No dia 27 de setembro, o Brasil celebra São Cosme e São Damião, santos venerados tanto pela Igreja Católica quanto pelas religiões afro-brasileiras. Além da devoção religiosa, a data também é marcada por uma tradição doce: a distribuição de guloseimas, especialmente no subúrbio carioca, onde crianças saem às ruas em busca de sacolinhas cheias de balas e chocolates. No universo das escolas de samba do Rio de Janeiro, essa devoção ganha vida em cores, enredos e alegorias que celebram tanto os santos quanto sua conexão com os Ibejis, orixás gêmeos da umbanda e do candomblé.
São Cosme e São Damião eram médicos que atendiam a população sem cobrar nada, e sua fama de caridade lhes garantiu a devoção como padroeiros dos médicos e farmacêuticos. No entanto, a tradição de distribuir doces associada a eles não têm origem no catolicismo, mas sim no sincretismo religioso, onde os santos foram associados aos Ibejis, divindades infantis que representam alegria, proteção e dualidade nas religiões de matriz africana.
Essa rica herança também é celebrada nos desfiles das escolas de samba, que frequentemente fazem referência a esses santos gêmeos em seus enredos. O carnaval, uma manifestação cultural plural e cheia de histórias, encontra em São Cosme e São Damião e nos Ibejis uma fonte de inspiração vibrante.
Por exemplo, a representação dos saquinhos de Cosme e Damião no desfile da Estação Primeira de Mangueira em 2017 foi uma verdadeira homenagem à cultura popular, através da sensibilidade do carnavalesco Leandro Vieira. Ao trazer para a avenida essa simbologia tão querida no imaginário brasileiro, especialmente nas celebrações do dia 27 de setembro, Vieira conseguiu unir a simplicidade das sacolinhas de doces, que encantam crianças em todo o país, com a grandiosidade e exuberância do Carnaval.

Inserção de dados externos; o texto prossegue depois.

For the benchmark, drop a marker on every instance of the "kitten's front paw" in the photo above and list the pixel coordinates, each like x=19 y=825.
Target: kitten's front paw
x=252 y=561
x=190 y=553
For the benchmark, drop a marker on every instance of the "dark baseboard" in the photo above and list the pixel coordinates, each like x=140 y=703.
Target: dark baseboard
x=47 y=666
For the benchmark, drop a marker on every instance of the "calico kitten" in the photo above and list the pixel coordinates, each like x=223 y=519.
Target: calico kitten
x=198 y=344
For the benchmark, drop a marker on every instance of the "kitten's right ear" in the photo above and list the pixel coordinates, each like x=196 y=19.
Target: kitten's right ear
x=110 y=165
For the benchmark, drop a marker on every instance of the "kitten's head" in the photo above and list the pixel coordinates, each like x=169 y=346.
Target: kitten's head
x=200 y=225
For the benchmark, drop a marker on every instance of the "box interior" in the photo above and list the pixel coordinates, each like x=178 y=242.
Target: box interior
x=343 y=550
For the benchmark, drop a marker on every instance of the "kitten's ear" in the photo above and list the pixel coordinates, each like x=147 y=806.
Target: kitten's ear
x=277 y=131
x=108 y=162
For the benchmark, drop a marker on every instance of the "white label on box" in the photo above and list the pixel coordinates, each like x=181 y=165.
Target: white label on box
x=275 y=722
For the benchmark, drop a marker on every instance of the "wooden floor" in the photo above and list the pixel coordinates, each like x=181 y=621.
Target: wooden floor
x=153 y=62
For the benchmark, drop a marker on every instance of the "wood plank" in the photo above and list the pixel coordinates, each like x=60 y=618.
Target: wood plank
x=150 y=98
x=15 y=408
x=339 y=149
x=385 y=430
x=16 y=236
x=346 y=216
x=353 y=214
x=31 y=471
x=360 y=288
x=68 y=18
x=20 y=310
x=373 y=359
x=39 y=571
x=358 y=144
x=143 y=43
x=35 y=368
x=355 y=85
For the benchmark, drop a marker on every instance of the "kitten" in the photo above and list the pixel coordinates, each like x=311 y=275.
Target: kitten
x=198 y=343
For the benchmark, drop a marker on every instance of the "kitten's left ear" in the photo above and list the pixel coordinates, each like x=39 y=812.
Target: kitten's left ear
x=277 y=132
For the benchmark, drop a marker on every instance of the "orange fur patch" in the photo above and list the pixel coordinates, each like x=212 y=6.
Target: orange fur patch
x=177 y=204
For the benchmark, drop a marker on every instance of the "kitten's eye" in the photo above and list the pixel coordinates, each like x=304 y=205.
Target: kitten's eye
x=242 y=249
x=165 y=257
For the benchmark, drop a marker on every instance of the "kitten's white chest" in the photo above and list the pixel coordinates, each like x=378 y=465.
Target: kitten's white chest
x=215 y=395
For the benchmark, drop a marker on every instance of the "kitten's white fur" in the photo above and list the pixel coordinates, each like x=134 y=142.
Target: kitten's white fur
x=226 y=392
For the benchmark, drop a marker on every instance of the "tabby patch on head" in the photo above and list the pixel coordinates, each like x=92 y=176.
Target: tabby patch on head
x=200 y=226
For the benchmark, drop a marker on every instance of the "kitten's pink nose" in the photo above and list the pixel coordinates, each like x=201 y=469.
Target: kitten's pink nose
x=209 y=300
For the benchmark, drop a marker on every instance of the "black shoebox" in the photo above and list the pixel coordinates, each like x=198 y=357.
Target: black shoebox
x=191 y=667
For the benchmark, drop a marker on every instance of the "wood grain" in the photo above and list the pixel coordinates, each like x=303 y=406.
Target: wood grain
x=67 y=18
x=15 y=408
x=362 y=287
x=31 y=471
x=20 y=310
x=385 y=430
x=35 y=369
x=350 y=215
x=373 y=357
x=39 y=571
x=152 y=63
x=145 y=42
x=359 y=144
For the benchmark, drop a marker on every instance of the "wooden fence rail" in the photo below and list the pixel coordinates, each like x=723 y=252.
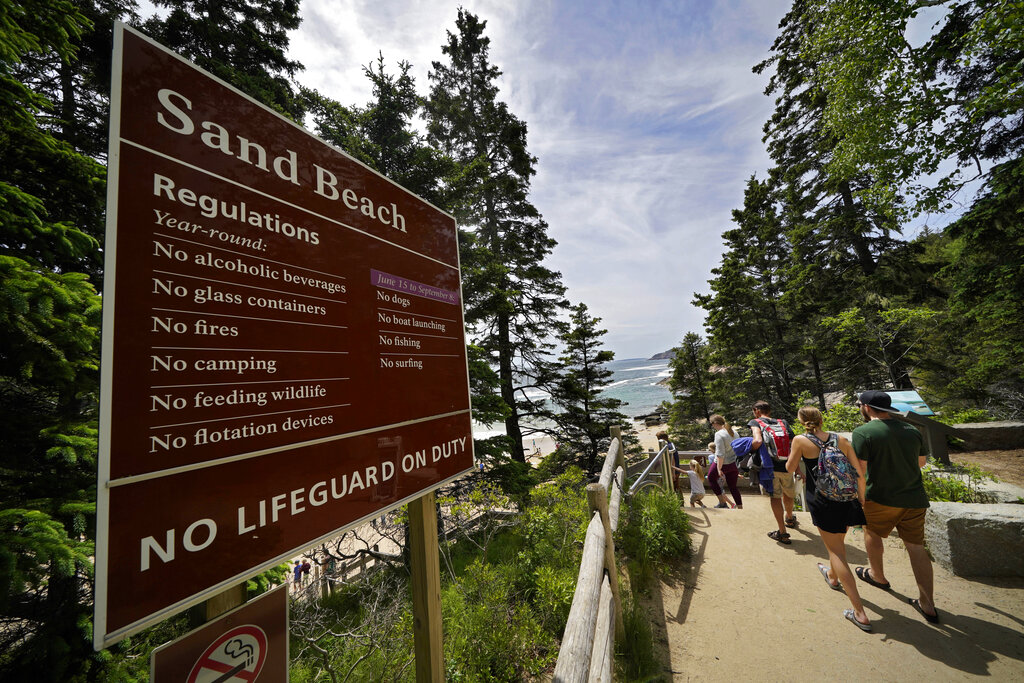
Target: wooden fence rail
x=595 y=621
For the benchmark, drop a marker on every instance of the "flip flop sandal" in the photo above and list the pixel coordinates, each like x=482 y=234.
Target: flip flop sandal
x=931 y=619
x=851 y=615
x=824 y=572
x=864 y=574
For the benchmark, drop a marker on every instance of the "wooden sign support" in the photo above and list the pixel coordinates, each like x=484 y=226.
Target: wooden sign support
x=425 y=564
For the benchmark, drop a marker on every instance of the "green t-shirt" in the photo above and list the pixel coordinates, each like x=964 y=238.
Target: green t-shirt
x=891 y=449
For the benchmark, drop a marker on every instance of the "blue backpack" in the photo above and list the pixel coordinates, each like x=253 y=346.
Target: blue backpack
x=836 y=477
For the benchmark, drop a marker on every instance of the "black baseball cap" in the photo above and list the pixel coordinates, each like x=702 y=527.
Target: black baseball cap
x=880 y=400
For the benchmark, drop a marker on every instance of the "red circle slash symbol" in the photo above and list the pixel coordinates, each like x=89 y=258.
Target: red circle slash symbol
x=235 y=657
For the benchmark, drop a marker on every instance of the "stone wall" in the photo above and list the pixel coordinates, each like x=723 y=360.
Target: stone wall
x=977 y=540
x=991 y=435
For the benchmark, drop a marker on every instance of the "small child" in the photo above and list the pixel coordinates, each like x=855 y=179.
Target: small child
x=695 y=475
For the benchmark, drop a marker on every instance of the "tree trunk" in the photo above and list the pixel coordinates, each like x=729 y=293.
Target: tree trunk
x=817 y=382
x=506 y=378
x=864 y=258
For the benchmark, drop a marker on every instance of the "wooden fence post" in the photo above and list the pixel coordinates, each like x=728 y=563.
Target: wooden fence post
x=597 y=498
x=425 y=565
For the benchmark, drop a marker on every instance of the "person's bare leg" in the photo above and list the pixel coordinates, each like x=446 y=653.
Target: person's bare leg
x=921 y=563
x=875 y=549
x=776 y=509
x=836 y=545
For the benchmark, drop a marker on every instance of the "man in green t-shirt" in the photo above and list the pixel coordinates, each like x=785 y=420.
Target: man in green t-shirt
x=891 y=454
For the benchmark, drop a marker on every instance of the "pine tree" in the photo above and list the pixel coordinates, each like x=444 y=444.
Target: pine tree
x=381 y=135
x=48 y=360
x=584 y=415
x=512 y=299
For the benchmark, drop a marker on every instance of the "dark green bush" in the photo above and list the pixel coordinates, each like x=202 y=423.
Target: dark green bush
x=655 y=530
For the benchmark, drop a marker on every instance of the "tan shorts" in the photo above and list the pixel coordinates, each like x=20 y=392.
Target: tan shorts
x=908 y=522
x=783 y=485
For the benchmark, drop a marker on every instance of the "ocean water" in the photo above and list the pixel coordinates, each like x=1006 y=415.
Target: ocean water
x=634 y=381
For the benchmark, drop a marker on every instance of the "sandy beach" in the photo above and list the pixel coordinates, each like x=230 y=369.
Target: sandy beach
x=539 y=445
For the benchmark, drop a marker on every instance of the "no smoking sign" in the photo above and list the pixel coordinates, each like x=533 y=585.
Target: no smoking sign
x=246 y=645
x=236 y=655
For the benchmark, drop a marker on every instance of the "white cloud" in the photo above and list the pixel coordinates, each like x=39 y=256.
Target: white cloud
x=645 y=119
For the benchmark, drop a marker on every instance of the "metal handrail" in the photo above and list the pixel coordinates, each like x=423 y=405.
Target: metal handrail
x=643 y=475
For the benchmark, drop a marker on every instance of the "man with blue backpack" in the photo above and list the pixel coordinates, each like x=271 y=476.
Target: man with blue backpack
x=776 y=435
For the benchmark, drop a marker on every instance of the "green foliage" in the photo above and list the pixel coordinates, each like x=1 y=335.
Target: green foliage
x=492 y=633
x=639 y=662
x=965 y=416
x=511 y=298
x=655 y=530
x=958 y=483
x=842 y=418
x=582 y=413
x=264 y=582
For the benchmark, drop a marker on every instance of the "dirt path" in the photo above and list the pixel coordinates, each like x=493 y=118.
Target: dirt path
x=748 y=608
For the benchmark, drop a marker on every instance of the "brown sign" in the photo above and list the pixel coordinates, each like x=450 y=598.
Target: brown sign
x=245 y=645
x=284 y=351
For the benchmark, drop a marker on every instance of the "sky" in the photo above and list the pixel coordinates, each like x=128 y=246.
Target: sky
x=645 y=119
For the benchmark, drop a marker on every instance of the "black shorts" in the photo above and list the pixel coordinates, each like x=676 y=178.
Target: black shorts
x=835 y=516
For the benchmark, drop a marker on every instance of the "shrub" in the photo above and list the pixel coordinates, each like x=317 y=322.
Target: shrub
x=655 y=530
x=638 y=662
x=491 y=631
x=957 y=483
x=964 y=417
x=842 y=418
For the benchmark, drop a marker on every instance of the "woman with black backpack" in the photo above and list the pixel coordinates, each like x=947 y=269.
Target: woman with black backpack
x=835 y=494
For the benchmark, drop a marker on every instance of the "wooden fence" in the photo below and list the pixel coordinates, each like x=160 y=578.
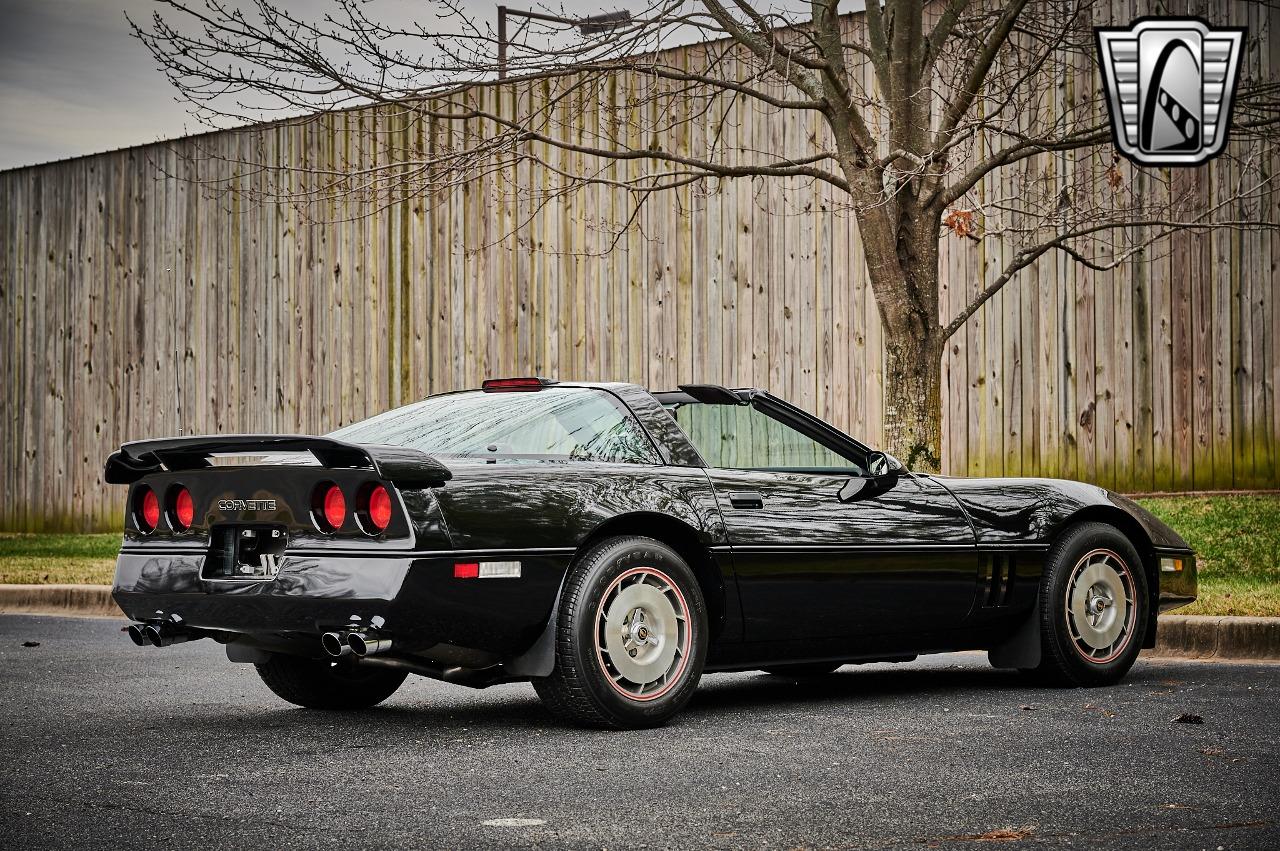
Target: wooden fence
x=138 y=305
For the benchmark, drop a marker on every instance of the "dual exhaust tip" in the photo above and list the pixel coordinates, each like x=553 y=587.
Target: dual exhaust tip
x=361 y=644
x=161 y=634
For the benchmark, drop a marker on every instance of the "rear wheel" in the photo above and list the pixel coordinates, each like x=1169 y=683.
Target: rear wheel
x=321 y=683
x=1093 y=608
x=631 y=636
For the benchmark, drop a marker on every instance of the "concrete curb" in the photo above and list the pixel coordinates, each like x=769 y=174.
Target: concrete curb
x=1183 y=636
x=59 y=599
x=1191 y=636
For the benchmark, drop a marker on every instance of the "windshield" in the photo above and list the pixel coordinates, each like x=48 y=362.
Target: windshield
x=556 y=424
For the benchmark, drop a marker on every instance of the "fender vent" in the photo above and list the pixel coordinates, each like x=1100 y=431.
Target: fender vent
x=997 y=580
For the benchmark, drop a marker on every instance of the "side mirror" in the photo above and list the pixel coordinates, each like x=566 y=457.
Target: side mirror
x=878 y=465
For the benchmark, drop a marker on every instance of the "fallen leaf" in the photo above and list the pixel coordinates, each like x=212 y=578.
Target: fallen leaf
x=999 y=835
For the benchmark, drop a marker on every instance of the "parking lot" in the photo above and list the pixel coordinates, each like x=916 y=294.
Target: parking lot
x=105 y=744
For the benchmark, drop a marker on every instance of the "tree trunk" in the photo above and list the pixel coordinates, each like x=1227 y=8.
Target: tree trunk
x=913 y=398
x=903 y=265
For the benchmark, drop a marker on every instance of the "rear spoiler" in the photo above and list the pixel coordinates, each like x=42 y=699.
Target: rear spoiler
x=401 y=465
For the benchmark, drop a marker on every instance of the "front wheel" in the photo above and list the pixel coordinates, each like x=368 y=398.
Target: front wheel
x=1093 y=608
x=323 y=683
x=803 y=671
x=630 y=639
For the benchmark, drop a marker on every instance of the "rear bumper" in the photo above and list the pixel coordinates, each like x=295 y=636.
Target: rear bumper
x=415 y=595
x=1178 y=588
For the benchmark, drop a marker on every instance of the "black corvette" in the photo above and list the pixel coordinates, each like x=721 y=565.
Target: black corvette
x=611 y=545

A fantasia da ala das baianas, não apenas celebrou a devoção aos santos gêmeos, mas também dialogou com a tradição, a religiosidade e o sincretismo que permeiam as festas populares. Esse detalhe no desfile de 2017 é um exemplo claro de como o Carnaval pode ser um espaço para contar histórias que ressoam profundamente com o povo, misturando elementos do cotidiano com a exuberância artística típica da maior festa popular do Brasil.
A devoção no Carnaval
Em 2016, a Renascer de Jacarepaguá celebrou essa devoção com o enredo “Ibejis nas brincadeiras de criança – Os orixás que viraram santos no Brasil”. A escola explorou o sincretismo religioso ao retratar a história de Cosme e Damião e sua associação com os Ibejis, celebrando a infância, a fé e a proteção.
O Carnaval de 2024 também trouxe São Cosme e São Damião para a Sapucaí com o enredo da União da Ilha do Governador: “Doum e Amora: Crianças Para Transformar o Mundo”. Inspirado no livro “Amoras” do rapper Emicida, o enredo abordou temas antirracistas pela perspectiva das crianças. A escola utilizou a simbologia dos personagens Doum e Amora, que ecoam a energia transformadora de Cosme e Damião e dos Ibejis, ao representar a pureza infantil como uma força de mudança social. Essa releitura contemporânea deu novo fôlego à tradição, mantendo viva a devoção ao trazer as lutas atuais para o centro do espetáculo.
Doces, fé e cultura popular
Nos desfiles, a presença de Cosme e Damião é uma celebração da generosidade, da fé e do sincretismo religioso. As alegorias e fantasias recriam a distribuição de doces, um gesto que simboliza tanto a devoção quanto o carinho pelos mais novos. O espetáculo ganha ainda mais brilho com a exaltação das tradições afro-brasileiras, que formam a base do culto aos Ibejis, destacando a riqueza cultural que permeia o carnaval carioca.
Os enredos que reverenciam São Cosme e São Damião continuam a encantar o público na Marquês de Sapucaí, seja pela beleza visual, pela força de suas histórias ou pela energia vibrante que permeia seus desfiles. O sincretismo entre o catolicismo e as religiões de matriz africana, tão presente na cultura do Rio de Janeiro, encontra no carnaval uma forma poderosa de resistência e celebração, mantendo viva as tradições e renovando a fé de cada geração.
Cosme e Damião são, afinal, um símbolo de devoção e alegria, cuja influência transcende a religião, enchendo de doçura não só as ruas no dia 27 de setembro, mas também a Sapucaí durante o carnaval.
Salve as crianças! Salve os Ibejis! Salve São Cosme e Damião! Salve o samba!